This was very eye opening. I felt that I had a decent grasp on history, but I was egregiously mistaken. The only topics I even remotely knew about were the Flint water crisis and the Japanese internment camps.
The idea that the subjugation of all these groups that were not White Anglo-Saxon Protestants makes me sick to my core.
The only way that we will do better as people and as a group collectively is to share what we are learning and to help educate each other about what we are learning.
In addition to the enslavement of Black and Indigenous peoples, I think I was most horrified by the information about the medical experiments, gasoline baths, and children being taken away- really all of it.

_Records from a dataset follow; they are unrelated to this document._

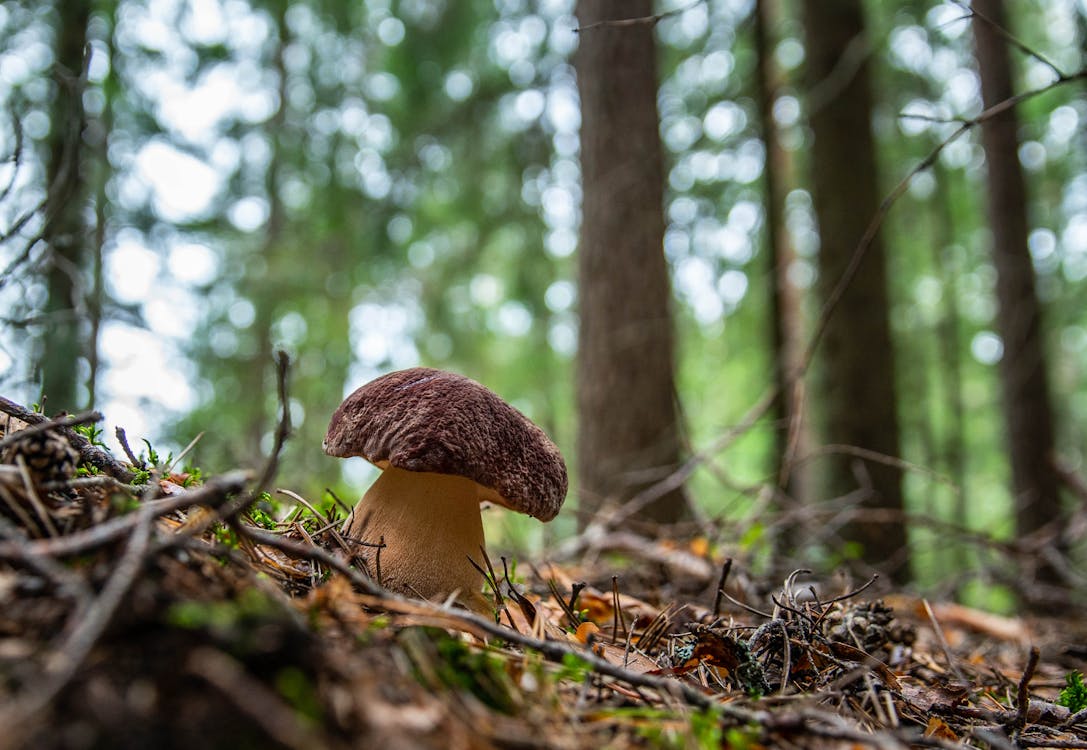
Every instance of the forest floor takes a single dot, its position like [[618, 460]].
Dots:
[[140, 609]]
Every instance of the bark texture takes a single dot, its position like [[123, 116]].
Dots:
[[859, 388], [627, 435], [1028, 414], [64, 230], [786, 313]]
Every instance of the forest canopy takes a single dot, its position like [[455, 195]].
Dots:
[[188, 187]]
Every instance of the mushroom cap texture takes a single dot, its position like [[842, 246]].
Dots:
[[425, 420]]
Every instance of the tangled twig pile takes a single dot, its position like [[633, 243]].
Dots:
[[141, 609]]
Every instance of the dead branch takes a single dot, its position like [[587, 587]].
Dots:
[[89, 453]]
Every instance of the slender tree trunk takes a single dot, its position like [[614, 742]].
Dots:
[[628, 434], [786, 315], [1028, 415], [859, 388], [953, 446], [64, 230]]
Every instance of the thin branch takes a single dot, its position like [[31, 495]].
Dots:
[[1010, 38], [89, 453]]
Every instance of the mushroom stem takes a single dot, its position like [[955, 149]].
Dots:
[[432, 525]]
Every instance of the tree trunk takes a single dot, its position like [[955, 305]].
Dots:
[[64, 229], [786, 314], [1028, 416], [627, 434], [859, 390]]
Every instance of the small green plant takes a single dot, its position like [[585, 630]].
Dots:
[[261, 516], [192, 476], [1074, 696], [225, 535], [152, 454], [92, 433]]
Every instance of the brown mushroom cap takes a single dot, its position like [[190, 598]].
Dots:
[[425, 420]]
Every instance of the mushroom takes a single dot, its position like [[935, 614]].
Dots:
[[445, 444]]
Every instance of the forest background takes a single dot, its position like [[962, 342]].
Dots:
[[188, 187]]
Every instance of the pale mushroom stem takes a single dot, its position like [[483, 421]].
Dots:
[[432, 525]]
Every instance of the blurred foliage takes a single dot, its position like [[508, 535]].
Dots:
[[380, 184]]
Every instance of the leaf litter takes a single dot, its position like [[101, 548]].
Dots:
[[161, 609]]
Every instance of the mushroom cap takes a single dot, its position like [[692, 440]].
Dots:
[[426, 420]]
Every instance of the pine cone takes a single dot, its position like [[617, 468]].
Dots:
[[49, 457]]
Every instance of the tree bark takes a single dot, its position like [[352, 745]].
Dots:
[[1028, 414], [628, 432], [64, 230], [859, 389], [786, 313]]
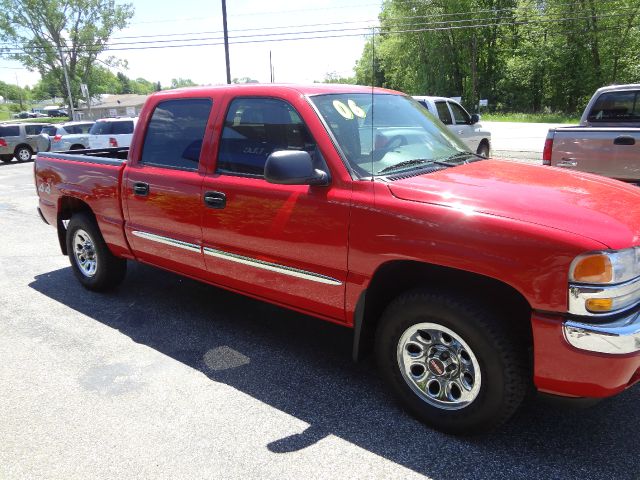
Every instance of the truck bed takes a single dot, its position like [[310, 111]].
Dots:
[[89, 177], [610, 151]]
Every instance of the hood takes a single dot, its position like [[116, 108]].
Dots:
[[599, 208]]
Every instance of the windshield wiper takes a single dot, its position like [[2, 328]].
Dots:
[[406, 163], [458, 155]]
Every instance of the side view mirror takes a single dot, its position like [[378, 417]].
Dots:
[[293, 167]]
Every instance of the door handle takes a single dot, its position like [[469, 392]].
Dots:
[[215, 199], [567, 162], [141, 189], [624, 140]]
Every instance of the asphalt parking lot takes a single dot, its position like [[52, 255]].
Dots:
[[170, 378]]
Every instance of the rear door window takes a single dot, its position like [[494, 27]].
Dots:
[[460, 114], [443, 113], [12, 131], [101, 128], [122, 128], [616, 107], [51, 130], [175, 133], [33, 129]]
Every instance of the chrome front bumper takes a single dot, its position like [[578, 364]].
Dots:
[[621, 336]]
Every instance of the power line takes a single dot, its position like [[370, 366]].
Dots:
[[357, 31]]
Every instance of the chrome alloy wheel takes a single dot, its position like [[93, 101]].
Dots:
[[85, 253], [439, 366]]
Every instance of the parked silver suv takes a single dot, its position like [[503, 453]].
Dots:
[[20, 140]]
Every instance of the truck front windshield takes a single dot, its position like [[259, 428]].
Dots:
[[381, 134]]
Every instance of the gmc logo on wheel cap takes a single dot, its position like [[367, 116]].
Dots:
[[436, 366]]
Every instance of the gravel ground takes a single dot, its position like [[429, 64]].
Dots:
[[170, 378]]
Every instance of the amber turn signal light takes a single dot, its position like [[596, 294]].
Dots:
[[593, 269]]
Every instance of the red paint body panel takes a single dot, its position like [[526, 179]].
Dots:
[[519, 224], [96, 185], [592, 206]]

We have so much to learn.
One thing that I am struggling with as I think more about anti-racism and about US history is how much of this history gets left out of history education and even personal narratives. My mother grew up in southern California along the LA river, and most of the children her own age came from Japanese-American families. I remember her telling me about one day in 1942 when her mother had sent her to an adjacent farm with goat meat that she was going to swap for eggs; when she got to the next farm, she saw her friends and their families loaded onto a US Army truck. Soon after, Mexican immigrants came in to work on the farms. Now that I've watched the video, I wonder how many of them were part of the Brocadero program. All the farms were seized by the US government and resold to white landowners. In the 1960s, the whole area was paved over, becoming the horrible concrete scar that we see in films. I would never have known anything about this period of time in the US from my academic history. When I brought it up in high school, one of my teachers actually accused me of making up the story. But I grew up in NM, and no one ever talked about the Indian schools and the brutality of them or the treatment of immigrants at the border, or even the migrant laborer program in the 1940s and 1950s.